His reaction to contemporary Germany is often very funny. He observes madwomen putting carefully into bags what their dogs deposit in the park, and assumes their lunacy derives from their failure dutifully to produce children for the nation. When asked by TV producers about his programme, he says it hasn’t changed since 1922. Lacking any papers, he points out that he needed no passport to enter Austria, or France. Despite the shiver prompted by such remarks, the media and the public take him to their hearts; in no time he becomes a YouTube star and is given his own office and a secretary. He can say anything he likes, he is told, though of course the Jews are not funny. He heartily agrees.
The pivotal moment comes when his nice, simple secretary rebels, saying that her grandmother, whose parents died in the camps, is appalled by the man: she can no longer work for him.
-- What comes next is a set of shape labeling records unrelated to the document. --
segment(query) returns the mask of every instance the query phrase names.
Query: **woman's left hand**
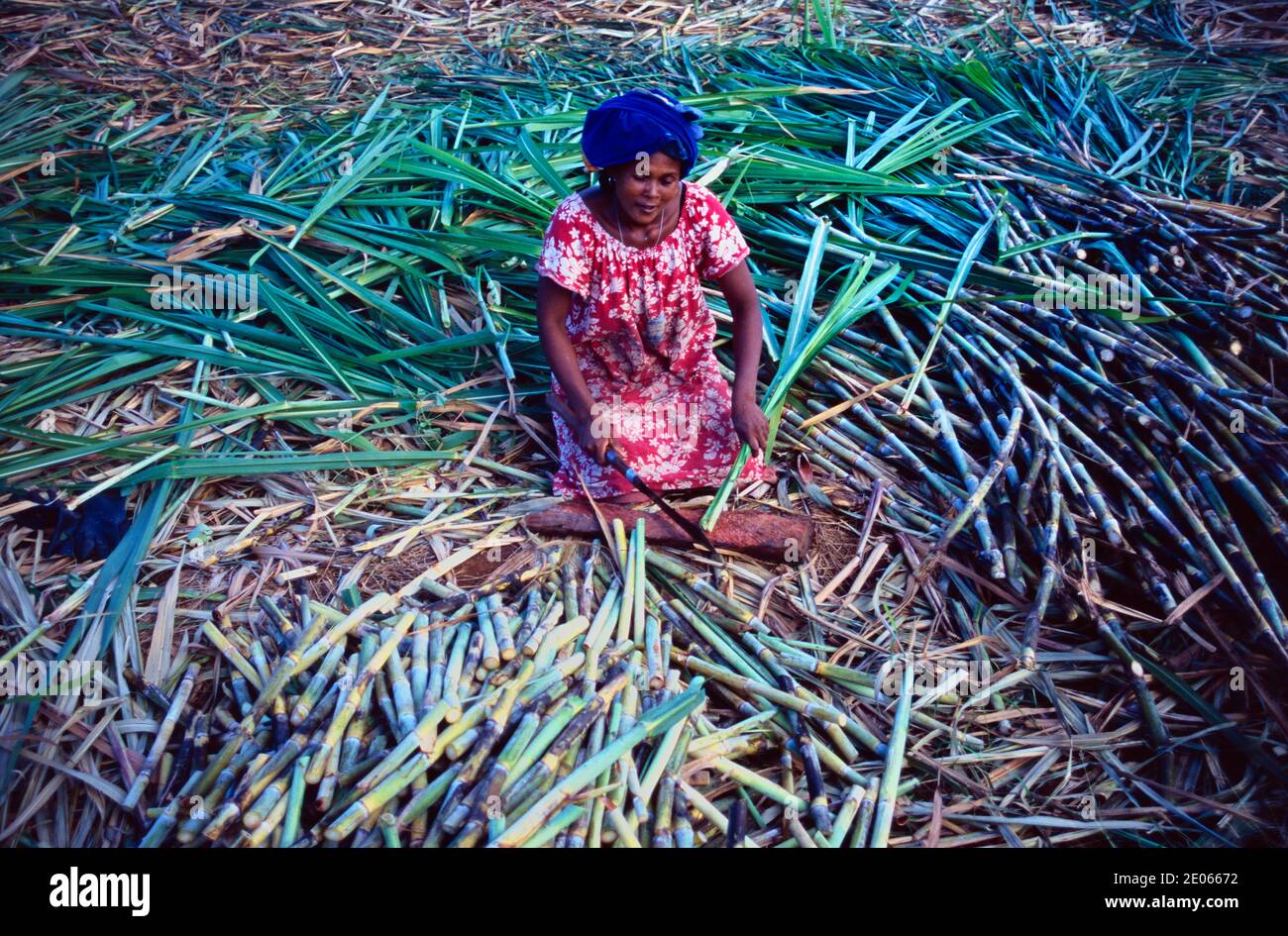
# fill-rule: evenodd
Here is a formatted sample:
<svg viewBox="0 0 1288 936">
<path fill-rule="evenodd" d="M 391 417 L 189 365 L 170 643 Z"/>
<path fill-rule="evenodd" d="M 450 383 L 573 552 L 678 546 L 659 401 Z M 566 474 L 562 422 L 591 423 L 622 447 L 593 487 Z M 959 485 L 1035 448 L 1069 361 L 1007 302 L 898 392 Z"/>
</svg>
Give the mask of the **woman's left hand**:
<svg viewBox="0 0 1288 936">
<path fill-rule="evenodd" d="M 742 439 L 755 457 L 760 457 L 769 440 L 769 420 L 756 406 L 753 399 L 734 399 L 733 402 L 733 427 L 738 430 Z"/>
</svg>

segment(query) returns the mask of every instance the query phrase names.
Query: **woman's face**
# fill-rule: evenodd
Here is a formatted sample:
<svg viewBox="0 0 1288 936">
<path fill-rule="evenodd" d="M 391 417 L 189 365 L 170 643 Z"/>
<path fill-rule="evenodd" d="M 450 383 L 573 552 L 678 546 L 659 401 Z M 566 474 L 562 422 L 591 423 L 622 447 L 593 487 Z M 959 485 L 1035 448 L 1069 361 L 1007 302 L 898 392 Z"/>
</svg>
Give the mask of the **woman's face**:
<svg viewBox="0 0 1288 936">
<path fill-rule="evenodd" d="M 636 162 L 617 166 L 613 171 L 613 191 L 617 207 L 634 224 L 656 224 L 662 210 L 680 194 L 680 161 L 666 153 L 649 153 Z"/>
</svg>

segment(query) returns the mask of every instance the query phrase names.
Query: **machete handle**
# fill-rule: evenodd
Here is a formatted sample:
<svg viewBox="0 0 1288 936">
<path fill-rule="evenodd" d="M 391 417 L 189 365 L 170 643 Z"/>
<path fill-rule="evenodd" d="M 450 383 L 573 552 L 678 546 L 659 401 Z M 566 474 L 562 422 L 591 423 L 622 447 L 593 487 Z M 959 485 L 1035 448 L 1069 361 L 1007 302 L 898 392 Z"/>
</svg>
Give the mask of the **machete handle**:
<svg viewBox="0 0 1288 936">
<path fill-rule="evenodd" d="M 572 409 L 568 408 L 567 403 L 555 397 L 554 393 L 546 394 L 546 406 L 550 407 L 550 412 L 558 413 L 563 421 L 568 424 L 568 429 L 577 425 L 577 417 L 573 416 Z M 612 442 L 608 443 L 608 449 L 604 452 L 604 460 L 623 475 L 630 478 L 630 467 L 627 467 L 626 462 L 622 461 L 622 456 L 613 448 Z"/>
</svg>

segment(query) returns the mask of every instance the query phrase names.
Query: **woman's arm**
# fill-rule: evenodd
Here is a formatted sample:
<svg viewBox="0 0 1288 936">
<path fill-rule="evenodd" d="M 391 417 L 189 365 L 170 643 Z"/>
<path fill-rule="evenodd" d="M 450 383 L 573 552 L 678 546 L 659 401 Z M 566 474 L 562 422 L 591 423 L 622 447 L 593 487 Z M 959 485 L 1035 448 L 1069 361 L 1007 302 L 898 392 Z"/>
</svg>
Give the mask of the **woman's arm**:
<svg viewBox="0 0 1288 936">
<path fill-rule="evenodd" d="M 756 403 L 756 372 L 760 370 L 760 297 L 743 260 L 716 281 L 733 315 L 733 425 L 751 453 L 760 457 L 769 438 L 769 420 Z"/>
<path fill-rule="evenodd" d="M 568 312 L 572 309 L 572 292 L 547 277 L 537 281 L 537 336 L 541 349 L 546 353 L 550 370 L 568 397 L 568 406 L 577 417 L 578 425 L 569 426 L 582 448 L 600 465 L 607 465 L 605 454 L 612 439 L 607 434 L 596 438 L 594 429 L 595 400 L 581 376 L 577 353 L 568 337 Z M 757 332 L 757 342 L 759 342 Z"/>
</svg>

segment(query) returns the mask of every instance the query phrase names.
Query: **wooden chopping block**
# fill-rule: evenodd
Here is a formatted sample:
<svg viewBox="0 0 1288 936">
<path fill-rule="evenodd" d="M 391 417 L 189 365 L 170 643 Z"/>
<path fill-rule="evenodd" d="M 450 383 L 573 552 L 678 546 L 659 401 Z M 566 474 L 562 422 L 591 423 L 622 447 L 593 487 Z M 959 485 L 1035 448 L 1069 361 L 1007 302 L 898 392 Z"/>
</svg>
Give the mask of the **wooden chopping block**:
<svg viewBox="0 0 1288 936">
<path fill-rule="evenodd" d="M 635 528 L 635 521 L 644 518 L 644 536 L 650 543 L 659 546 L 693 546 L 693 539 L 684 529 L 662 512 L 634 510 L 612 503 L 599 505 L 604 519 L 612 524 L 620 518 L 626 524 L 626 532 Z M 702 510 L 681 510 L 685 518 L 697 523 Z M 567 501 L 554 507 L 528 514 L 524 524 L 533 533 L 564 537 L 601 537 L 603 530 L 595 511 L 586 501 Z M 726 510 L 720 515 L 716 527 L 708 534 L 716 548 L 732 552 L 744 552 L 756 559 L 774 563 L 802 561 L 814 542 L 814 524 L 805 516 L 784 516 L 769 510 Z M 693 546 L 702 552 L 701 546 Z"/>
</svg>

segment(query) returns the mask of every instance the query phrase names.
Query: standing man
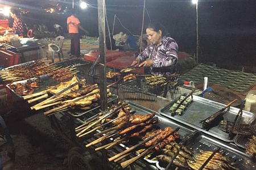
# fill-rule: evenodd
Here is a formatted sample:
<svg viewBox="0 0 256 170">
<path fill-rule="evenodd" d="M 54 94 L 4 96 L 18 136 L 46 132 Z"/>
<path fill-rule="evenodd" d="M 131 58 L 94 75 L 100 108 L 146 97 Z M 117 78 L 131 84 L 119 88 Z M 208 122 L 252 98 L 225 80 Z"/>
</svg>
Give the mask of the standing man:
<svg viewBox="0 0 256 170">
<path fill-rule="evenodd" d="M 84 29 L 80 25 L 79 19 L 75 15 L 74 9 L 72 11 L 72 14 L 67 19 L 68 32 L 71 40 L 70 53 L 71 57 L 80 57 L 80 39 L 79 29 L 84 31 L 86 34 L 89 32 Z"/>
<path fill-rule="evenodd" d="M 23 26 L 20 18 L 19 17 L 19 12 L 17 10 L 11 8 L 10 10 L 11 16 L 13 18 L 13 28 L 11 30 L 14 31 L 15 34 L 18 34 L 19 36 L 23 36 Z"/>
</svg>

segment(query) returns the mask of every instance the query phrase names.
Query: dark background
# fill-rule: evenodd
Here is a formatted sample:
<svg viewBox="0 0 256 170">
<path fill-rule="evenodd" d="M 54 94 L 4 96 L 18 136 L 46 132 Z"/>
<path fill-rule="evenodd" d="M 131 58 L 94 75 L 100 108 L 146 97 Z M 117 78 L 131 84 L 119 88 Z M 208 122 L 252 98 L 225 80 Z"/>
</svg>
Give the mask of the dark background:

The way he persuades her to carry on is a truly chilling reminder of the real Hitler’s power over the ordinary Germans, his beloved Volk.
Jamie Bulloch has produced a superb, demotic translation while Julian Rhind-Tutt’s reading is beyond marvellous, slipping between the clipped and suddenly furious voice of the Führer and the laid-back tones of the casually savvy Berliners. Both funny and frightening, this is a subtle, historical study of the commanding nature of the fanatical demagogue, as well as a savage critique of contemporary western culture. It is a powerful and important book.